Il rischio con dolcetti o condimenti come miele o marmellata è molto più basso. Al contrario, consumare una quantità ragionevole di alcuni dolci tende a ridurre questo rischio.
“I dati mostrano che le persone che ne consumano 14 a settimana riducono il rischio di sviluppare problemi cardiaci del 30%, rispetto a chi ne consuma solo 2”, spiega Suzanne Janzi.
Pertanto non è consigliabile nemmeno interrompere o ridurre radicalmente il consumo di zucchero. “Sebbene il nostro studio osservazionale non possa stabilire un collegamento di causa ed effetto, questi risultati suggeriscono che un consumo estremamente basso di zucchero potrebbe non essere necessario o benefico per la salute cardiovascolare”, afferma il ricercatore.
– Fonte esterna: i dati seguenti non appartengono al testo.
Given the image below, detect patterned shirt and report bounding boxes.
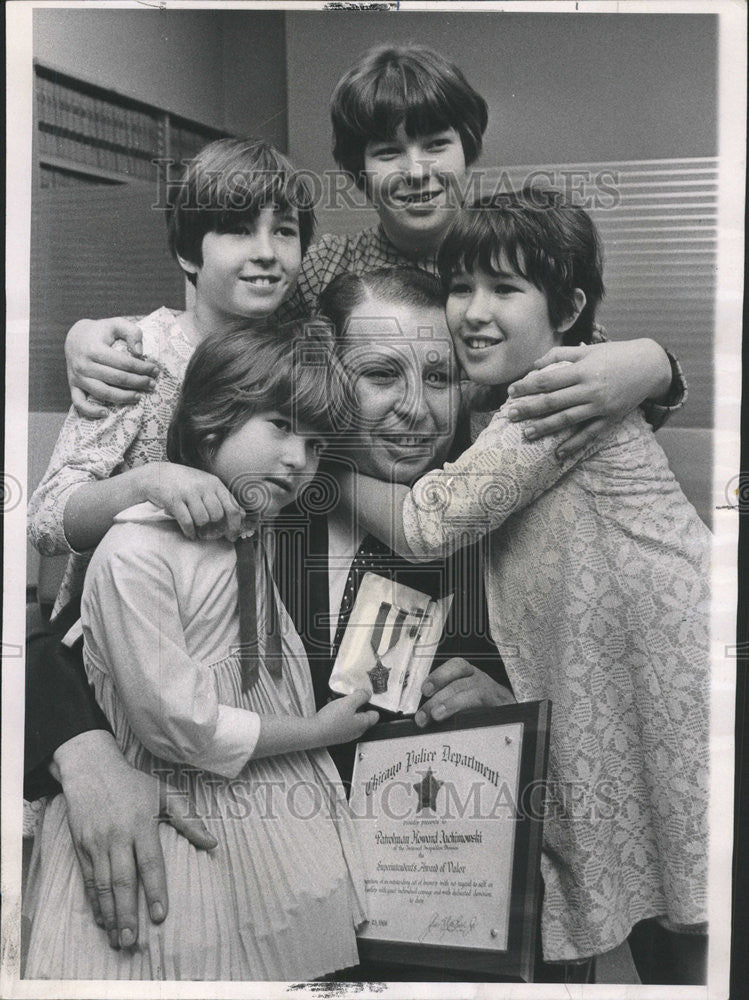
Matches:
[403,406,710,961]
[278,225,687,430]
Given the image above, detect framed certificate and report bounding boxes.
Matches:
[350,701,551,982]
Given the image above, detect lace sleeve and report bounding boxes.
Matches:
[28,399,145,556]
[403,408,607,558]
[592,323,689,431]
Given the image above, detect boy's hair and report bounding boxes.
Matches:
[167,318,350,470]
[167,139,315,284]
[318,267,445,344]
[437,187,604,345]
[330,45,489,187]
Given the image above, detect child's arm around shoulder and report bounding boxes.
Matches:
[81,522,260,777]
[65,317,164,420]
[502,338,687,457]
[81,523,378,778]
[342,404,607,562]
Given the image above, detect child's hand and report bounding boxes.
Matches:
[142,462,244,542]
[65,319,159,420]
[508,339,671,459]
[315,691,380,747]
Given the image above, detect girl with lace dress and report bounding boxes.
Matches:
[347,189,710,981]
[26,324,377,980]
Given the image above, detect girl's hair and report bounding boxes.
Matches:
[330,45,489,187]
[167,318,350,470]
[167,139,315,284]
[437,187,604,345]
[318,267,445,344]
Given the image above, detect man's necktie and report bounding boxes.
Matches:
[234,535,283,691]
[332,535,394,656]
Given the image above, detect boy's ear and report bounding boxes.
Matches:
[177,254,200,274]
[556,288,588,333]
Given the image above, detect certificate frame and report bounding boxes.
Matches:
[352,701,551,982]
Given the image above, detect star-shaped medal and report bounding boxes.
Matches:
[367,656,390,694]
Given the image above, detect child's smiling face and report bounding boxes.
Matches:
[180,207,302,329]
[364,125,466,253]
[445,257,585,385]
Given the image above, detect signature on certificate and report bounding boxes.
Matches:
[420,912,478,941]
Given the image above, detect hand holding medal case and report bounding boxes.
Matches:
[330,573,452,715]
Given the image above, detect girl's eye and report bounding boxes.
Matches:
[370,146,399,160]
[361,368,398,382]
[268,417,291,431]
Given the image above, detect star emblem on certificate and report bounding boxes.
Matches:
[330,573,452,715]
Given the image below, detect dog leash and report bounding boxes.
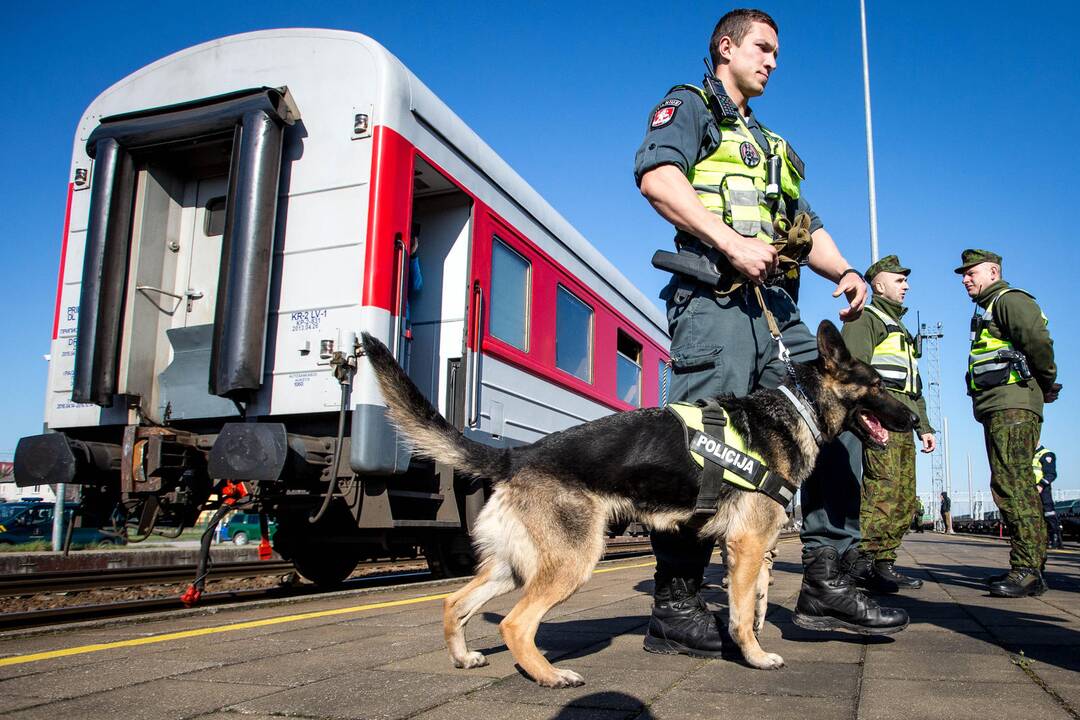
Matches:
[754,285,823,445]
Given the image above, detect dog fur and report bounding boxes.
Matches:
[363,322,914,688]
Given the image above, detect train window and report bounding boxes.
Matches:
[490,237,531,352]
[555,285,593,382]
[615,330,642,407]
[657,358,672,405]
[205,198,225,237]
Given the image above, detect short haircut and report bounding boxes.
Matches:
[708,8,780,67]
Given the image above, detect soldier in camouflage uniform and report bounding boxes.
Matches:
[956,249,1062,597]
[843,255,936,593]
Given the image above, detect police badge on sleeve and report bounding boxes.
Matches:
[649,97,683,130]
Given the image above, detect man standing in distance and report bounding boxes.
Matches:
[843,255,937,593]
[634,10,907,657]
[956,249,1062,597]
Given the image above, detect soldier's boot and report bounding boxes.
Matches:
[792,547,908,635]
[990,568,1047,598]
[874,560,922,590]
[645,578,724,657]
[840,547,900,595]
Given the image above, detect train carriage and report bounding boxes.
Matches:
[15,29,667,584]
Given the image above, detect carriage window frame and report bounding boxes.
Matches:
[555,283,596,384]
[615,330,644,407]
[488,234,532,353]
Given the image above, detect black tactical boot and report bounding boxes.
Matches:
[840,547,900,595]
[874,560,922,590]
[645,578,724,657]
[990,568,1047,598]
[792,547,907,635]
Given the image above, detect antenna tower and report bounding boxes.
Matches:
[919,322,945,522]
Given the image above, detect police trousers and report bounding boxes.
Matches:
[651,276,862,584]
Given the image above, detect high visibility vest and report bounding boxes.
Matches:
[968,287,1047,393]
[672,85,804,244]
[1031,445,1050,485]
[865,305,922,397]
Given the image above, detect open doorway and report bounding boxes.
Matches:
[405,158,472,419]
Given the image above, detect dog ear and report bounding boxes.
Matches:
[818,320,851,367]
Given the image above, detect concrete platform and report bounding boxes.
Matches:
[0,534,1080,720]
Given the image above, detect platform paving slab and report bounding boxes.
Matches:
[0,534,1080,720]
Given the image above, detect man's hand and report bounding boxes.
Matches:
[720,233,780,285]
[1042,382,1062,403]
[833,272,866,323]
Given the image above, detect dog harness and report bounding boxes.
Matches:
[667,400,798,524]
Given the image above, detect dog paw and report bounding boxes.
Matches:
[538,669,585,688]
[454,650,487,670]
[746,652,784,670]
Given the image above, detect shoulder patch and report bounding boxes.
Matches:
[649,98,683,130]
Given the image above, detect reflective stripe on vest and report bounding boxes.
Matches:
[865,304,922,397]
[667,403,768,490]
[672,85,802,244]
[968,287,1047,392]
[1031,447,1050,485]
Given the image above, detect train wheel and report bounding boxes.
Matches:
[293,542,360,587]
[423,532,476,578]
[273,503,363,588]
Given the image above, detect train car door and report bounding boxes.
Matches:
[402,157,473,427]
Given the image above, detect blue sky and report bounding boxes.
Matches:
[0,0,1080,512]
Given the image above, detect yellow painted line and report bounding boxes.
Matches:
[0,560,657,667]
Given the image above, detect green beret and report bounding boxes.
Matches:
[956,248,1001,275]
[863,255,912,283]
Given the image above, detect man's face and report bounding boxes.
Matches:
[874,270,907,303]
[720,23,780,97]
[960,262,1001,298]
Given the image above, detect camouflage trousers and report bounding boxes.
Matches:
[859,433,915,560]
[983,409,1047,568]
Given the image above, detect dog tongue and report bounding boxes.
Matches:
[862,412,889,445]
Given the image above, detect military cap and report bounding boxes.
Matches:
[956,248,1001,275]
[863,255,912,283]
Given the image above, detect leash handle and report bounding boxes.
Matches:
[754,285,792,365]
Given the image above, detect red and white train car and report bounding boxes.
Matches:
[15,29,667,582]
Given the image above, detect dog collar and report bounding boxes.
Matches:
[780,385,825,445]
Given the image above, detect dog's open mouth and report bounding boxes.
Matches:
[859,410,889,447]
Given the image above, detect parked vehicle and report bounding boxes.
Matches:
[218,513,278,545]
[15,29,669,585]
[0,502,124,547]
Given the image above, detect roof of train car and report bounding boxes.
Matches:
[77,28,667,338]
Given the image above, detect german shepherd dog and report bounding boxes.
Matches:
[363,321,914,688]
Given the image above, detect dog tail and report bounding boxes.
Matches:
[362,332,510,480]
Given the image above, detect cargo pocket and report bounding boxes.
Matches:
[672,348,724,375]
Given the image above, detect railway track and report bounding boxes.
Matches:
[0,538,652,629]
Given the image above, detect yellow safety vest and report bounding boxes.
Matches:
[672,85,804,244]
[1031,447,1050,485]
[968,287,1047,393]
[865,305,922,397]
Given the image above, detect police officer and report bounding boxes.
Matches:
[635,10,907,657]
[843,255,936,593]
[956,249,1062,597]
[1031,445,1063,548]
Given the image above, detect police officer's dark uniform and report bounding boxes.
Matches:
[634,81,907,656]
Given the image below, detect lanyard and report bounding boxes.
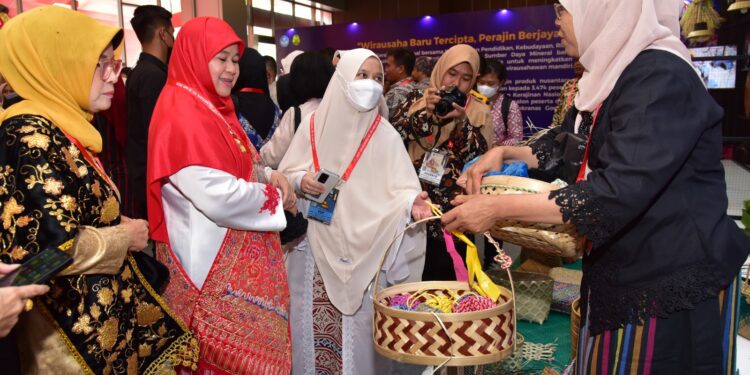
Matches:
[310,113,380,181]
[398,78,414,87]
[576,104,602,182]
[61,134,120,198]
[240,87,266,94]
[565,78,578,108]
[169,81,256,159]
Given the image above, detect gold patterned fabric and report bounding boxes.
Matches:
[0,115,198,374]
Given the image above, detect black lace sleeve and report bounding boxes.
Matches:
[529,126,561,168]
[549,181,614,246]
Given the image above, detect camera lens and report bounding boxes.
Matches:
[435,98,453,116]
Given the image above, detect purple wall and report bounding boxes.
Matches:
[276,6,573,134]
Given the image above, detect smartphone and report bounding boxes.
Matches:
[0,247,73,287]
[305,169,341,203]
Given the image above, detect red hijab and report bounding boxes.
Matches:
[147,17,248,242]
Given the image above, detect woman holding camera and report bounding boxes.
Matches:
[393,44,493,280]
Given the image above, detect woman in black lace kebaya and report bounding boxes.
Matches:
[443,0,750,374]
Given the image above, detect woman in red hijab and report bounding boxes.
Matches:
[147,17,294,374]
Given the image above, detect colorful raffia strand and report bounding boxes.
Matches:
[406,290,460,314]
[388,293,419,311]
[414,303,442,314]
[453,293,495,313]
[494,253,513,270]
[428,203,500,301]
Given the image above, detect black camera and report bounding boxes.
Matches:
[435,86,466,117]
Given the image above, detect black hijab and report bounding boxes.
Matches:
[233,48,276,138]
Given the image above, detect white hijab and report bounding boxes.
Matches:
[560,0,690,111]
[279,49,424,315]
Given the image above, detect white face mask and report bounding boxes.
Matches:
[477,85,499,99]
[346,79,383,112]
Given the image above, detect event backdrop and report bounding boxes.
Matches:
[276,6,573,134]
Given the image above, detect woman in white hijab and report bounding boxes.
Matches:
[443,0,750,374]
[279,49,430,375]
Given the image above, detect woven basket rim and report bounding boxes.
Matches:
[373,281,513,322]
[481,176,559,194]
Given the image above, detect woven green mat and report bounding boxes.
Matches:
[484,260,582,375]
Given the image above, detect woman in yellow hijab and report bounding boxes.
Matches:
[0,6,198,374]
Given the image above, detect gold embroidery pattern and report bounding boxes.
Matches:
[0,115,198,374]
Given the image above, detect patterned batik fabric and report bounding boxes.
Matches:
[313,267,344,375]
[0,115,198,374]
[157,229,291,375]
[391,90,489,242]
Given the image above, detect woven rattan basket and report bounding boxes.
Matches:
[487,269,555,324]
[570,298,581,358]
[481,176,584,257]
[372,217,517,367]
[373,281,515,366]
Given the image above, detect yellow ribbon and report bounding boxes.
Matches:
[428,202,500,302]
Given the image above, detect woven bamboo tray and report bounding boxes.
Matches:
[481,176,584,257]
[487,269,555,324]
[372,217,517,367]
[570,297,581,358]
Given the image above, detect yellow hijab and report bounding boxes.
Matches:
[0,6,122,153]
[408,44,492,160]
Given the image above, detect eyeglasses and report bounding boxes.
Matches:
[96,60,122,81]
[552,3,567,20]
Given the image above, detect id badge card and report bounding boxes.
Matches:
[419,150,448,186]
[307,189,339,225]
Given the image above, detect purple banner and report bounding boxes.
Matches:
[276,6,573,134]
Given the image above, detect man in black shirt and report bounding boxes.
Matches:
[124,5,174,219]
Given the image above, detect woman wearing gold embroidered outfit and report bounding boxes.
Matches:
[0,6,197,374]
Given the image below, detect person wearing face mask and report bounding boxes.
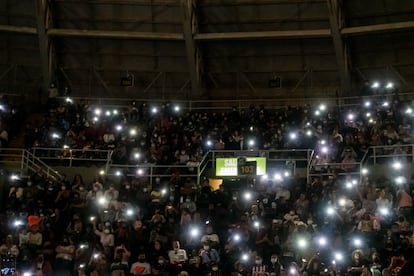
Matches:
[92,220,115,259]
[251,255,267,276]
[199,242,220,271]
[130,253,151,276]
[54,236,75,275]
[268,254,283,276]
[151,256,170,276]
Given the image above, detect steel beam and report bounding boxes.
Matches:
[341,21,414,35]
[194,29,331,40]
[181,0,202,98]
[47,28,184,40]
[0,21,414,41]
[326,0,351,96]
[0,25,37,35]
[34,0,53,98]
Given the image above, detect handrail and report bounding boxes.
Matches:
[4,144,414,187]
[59,91,414,110]
[30,147,113,168]
[0,148,62,180]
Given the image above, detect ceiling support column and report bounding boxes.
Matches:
[327,0,351,96]
[34,0,55,99]
[181,0,203,99]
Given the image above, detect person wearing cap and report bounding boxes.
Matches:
[0,234,20,257]
[92,220,115,259]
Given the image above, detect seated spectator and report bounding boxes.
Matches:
[199,242,220,271]
[54,236,75,275]
[0,234,20,257]
[200,225,220,249]
[168,240,188,271]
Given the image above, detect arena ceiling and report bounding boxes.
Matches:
[0,0,414,103]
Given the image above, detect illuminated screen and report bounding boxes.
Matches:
[216,157,266,176]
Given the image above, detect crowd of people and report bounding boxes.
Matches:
[0,91,414,276]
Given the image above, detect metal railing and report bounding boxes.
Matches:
[56,91,414,111]
[30,147,113,168]
[0,148,62,180]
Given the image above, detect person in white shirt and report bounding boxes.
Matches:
[168,240,188,271]
[130,253,151,275]
[200,225,220,248]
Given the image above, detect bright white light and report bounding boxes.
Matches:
[273,173,283,181]
[318,237,328,246]
[298,238,308,249]
[392,161,402,170]
[190,228,200,237]
[326,206,335,216]
[98,197,106,205]
[385,82,394,89]
[354,238,362,247]
[319,104,326,111]
[379,207,390,216]
[334,252,344,262]
[371,81,380,89]
[244,192,252,200]
[395,176,407,185]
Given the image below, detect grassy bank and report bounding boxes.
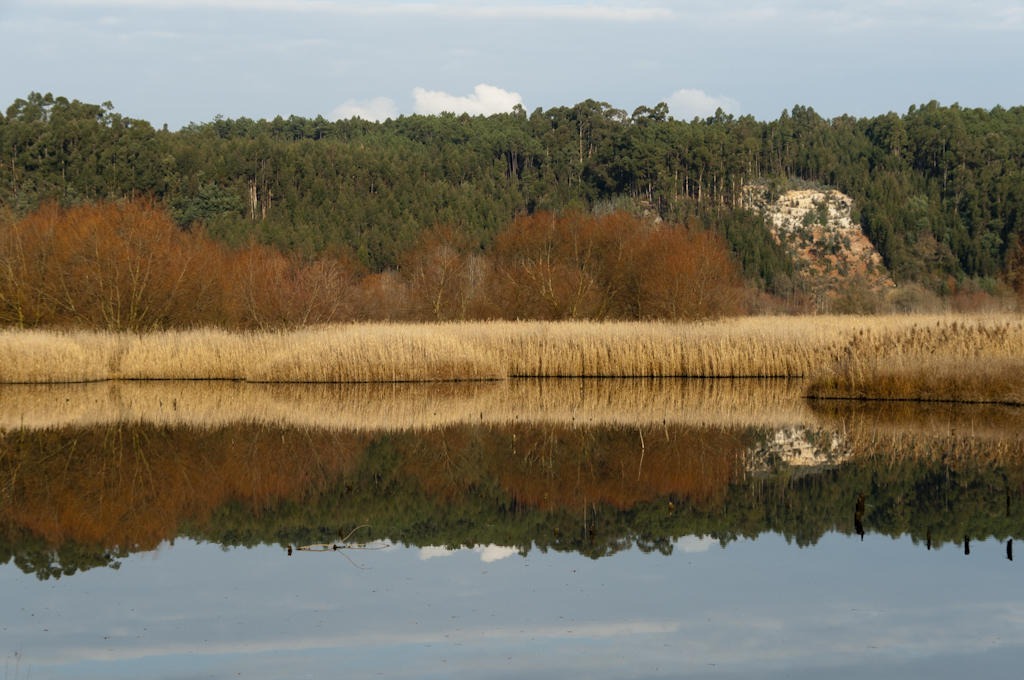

“Ciò potrebbe riflettere comportamenti dietetici sottostanti: gli individui che consumano pochissimo zucchero potrebbero avere una dieta molto restrittiva o limitare l’assunzione di zucchero a causa di condizioni di salute preesistenti”, osserva altrove.
Il consumo di condimenti dolci riduce il rischio di contrarre un’insufficienza cardiaca del 10% e una stenosi aortica del 15-20%, a seconda della quantità. Tuttavia, è sempre necessaria la moderazione. Il rischio di aneurisma dell’aorta addominale aumenta del 34% in caso di consumo eccessivo, ovvero più di 28 porzioni a settimana. In generale l’ANSES raccomanda di non “consumare più di 100 grammi di zuccheri al giorno (esclusi lattosio e galattosio) e non più di un bicchiere di bevanda zuccherata”.
Gli zuccheri liquidi che “forniscono meno sazietà”
Anche se è accertato che sarà necessario ulteriore lavoro per comprendere la differenza tra l’impatto delle bevande zuccherate e dei dolci sull’organismo, un elemento è già stato avanzato: la modalità di consumo.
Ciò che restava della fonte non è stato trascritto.